It has been further considered by other coordinate Bench of this Court in the recent past in Murti Bhawani Mata Mandir Rep. Through Pujari Ganeshi Lal (D ) Through LR Kailash v. Rajesh & Ors. [2019 (3) SCC 707] as under:
“Section 144 applies to a situation where a decree or an order is varied or reversed in appeal, revision or any other proceeding or is set aside or modified in any suit instituted for the purpose. In that situation, the Court which has passed the decree may cause restitution to be made, on an application of any party entitled, so as to place the parties in the position which they would have occupied but for the decree or order or such part thereof as has been varied, reversed, set aside or modified. The court is empowered to pass orders which are consequential in nature to the decree or order being varied or reversed.”

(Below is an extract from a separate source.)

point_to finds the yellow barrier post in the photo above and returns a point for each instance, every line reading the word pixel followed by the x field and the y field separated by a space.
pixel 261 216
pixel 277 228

It clearly transpires that Section 144 applies to a situation where a decree or order is varied or reversed in appeal, revision or any other proceeding or is set aside or modified in any suit instituted for the purpose. The principle of doctrine of restitution is that on the reversal of a decree, the law imposes an obligation on the party to the suit who received the benefit of the decree to make restitution to the other party for what he has lost. This obligation arises automatically on the reversal or modification of the decree and necessarily carries with it the right to restitution of all that has been done under the decree which has been set aside or an order is varied or reversed and the Court in making restitution is bound to restore the parties, so far as they can be restored, to the same position as they were in at the time when the Court by its action had displaced them.